Werther Santana|Estadão
Werther Santana|Estadão

Governo muda prazo em lei que desobriga reembolso de eventos e serviços adiados pela pandemia

Medida provisória nº 1.036, focada em cultura e turismo, coloca o dia 31 de dezembro de 2022 como prazo final para a realização de um novo evento ou serviço e uso de créditos devidos

Redação, O Estado de S. Paulo

18 de março de 2021 | 08h29

Empresas e prestadores de serviços nas áreas de cultura e turismo que adiarem seus eventos ou serviços por causa da pandemia da covid-19 até o dia 31 de dezembro de 2021 não vão precisar reembolsar os consumidores desde que o evento seja remarcado ou que seja oferecido um crédito para as pessoas usarem em outros eventos ou serviços - a data limite, em ambos os casos, é 31 de dezembro de 2022. A decisão consta da medida provisória nº 1.036, publicada no Diário Oficial desta quinta-feira, 17, e que altera a Lei nº 14.046, de 20 de agosto de 2020. A lei já previa a remarcação e o crédito, mas no prazo de 12 meses contados a partir do fim do estado de calamidade pública.

O texto diz ainda que o valor recebido deverá ser restituído ao consumidor até o dia 31 de dezembro de 2022 “somente na hipótese de ficar impossibilitado de oferecer a remarcação dos serviços ou a disponibilização de crédito referidas nos incisos I e II do caput”.

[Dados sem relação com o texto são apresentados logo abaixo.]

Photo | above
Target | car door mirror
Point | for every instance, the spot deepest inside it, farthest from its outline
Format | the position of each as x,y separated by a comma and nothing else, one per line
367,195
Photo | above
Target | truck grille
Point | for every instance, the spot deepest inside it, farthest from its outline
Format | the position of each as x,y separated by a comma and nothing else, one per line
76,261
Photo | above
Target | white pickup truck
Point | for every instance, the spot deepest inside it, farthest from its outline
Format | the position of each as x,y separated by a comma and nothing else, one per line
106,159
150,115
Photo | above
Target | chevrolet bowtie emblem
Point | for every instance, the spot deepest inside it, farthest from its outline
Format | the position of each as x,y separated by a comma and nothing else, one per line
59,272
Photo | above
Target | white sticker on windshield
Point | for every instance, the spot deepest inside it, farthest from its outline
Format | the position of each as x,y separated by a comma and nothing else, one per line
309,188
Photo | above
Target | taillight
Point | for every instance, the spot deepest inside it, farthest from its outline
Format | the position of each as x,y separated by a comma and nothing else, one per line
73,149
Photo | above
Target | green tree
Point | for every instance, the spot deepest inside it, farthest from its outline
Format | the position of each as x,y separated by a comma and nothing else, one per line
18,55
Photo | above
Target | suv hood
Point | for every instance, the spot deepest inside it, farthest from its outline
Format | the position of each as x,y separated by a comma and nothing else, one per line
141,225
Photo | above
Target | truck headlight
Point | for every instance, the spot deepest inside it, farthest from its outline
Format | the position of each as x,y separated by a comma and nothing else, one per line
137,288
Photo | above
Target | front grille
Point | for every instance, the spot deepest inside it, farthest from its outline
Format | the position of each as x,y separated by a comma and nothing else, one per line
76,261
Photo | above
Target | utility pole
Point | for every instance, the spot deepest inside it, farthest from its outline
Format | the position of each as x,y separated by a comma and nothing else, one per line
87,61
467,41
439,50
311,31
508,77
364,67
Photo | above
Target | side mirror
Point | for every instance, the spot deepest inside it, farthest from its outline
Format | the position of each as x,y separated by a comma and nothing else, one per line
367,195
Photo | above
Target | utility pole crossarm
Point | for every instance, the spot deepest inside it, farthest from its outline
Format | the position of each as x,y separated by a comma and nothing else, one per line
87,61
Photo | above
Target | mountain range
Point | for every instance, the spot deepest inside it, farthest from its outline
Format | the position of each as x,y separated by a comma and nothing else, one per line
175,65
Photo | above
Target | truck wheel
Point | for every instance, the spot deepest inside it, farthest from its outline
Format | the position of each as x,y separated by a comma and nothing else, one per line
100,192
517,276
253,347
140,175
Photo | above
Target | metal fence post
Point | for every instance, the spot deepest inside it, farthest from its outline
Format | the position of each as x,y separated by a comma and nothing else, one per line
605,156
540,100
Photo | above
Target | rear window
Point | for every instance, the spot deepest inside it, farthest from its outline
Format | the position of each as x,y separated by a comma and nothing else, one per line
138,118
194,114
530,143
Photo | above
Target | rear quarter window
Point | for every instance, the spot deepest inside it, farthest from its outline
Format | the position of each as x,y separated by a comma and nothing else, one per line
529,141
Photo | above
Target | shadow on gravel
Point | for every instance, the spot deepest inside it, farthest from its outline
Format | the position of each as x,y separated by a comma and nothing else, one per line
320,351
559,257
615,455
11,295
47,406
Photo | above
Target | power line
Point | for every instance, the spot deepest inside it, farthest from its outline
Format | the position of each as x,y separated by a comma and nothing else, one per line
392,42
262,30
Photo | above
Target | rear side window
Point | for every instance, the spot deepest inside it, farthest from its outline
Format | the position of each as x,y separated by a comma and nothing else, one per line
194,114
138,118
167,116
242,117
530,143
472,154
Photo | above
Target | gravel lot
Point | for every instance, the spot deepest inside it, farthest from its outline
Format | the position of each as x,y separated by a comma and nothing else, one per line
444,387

O mesmo vale para artistas, palestrantes ou outros profissionais detentores do conteúdo, contratados até 31 de dezembro de 2021, que forem impactados por adiamentos ou por cancelamentos de eventos em decorrência da pandemia da covid-19, incluindo shows, rodeios, espetáculos musicais e de artes cênicas, e os profissionais contratados para a realização desses eventos. Eles não terão a obrigação de reembolsar imediatamente os valores dos serviços ou cachês, desde que o evento seja remarcado, respeitada a data-limite de 31 de dezembro de 2022 para a sua realização. Se não prestarem o serviço até esta data, eles deverão restituir o valor atualizado monetariamente pelo IPCA.

Serão anuladas as multas por cancelamentos dos contratos que tenham sido emitidas até 31 de dezembro de 2021, na hipótese de os cancelamentos decorrerem das medidas de isolamento social adotadas para o combate à pandemia da covid-19. O texto anterior também atrelava essa questão à vigência do estado de calamidade pública.

A medida provisória entra em vigor na data de sua publicação e foi assinada pelo presidente Jair Bolsonaro.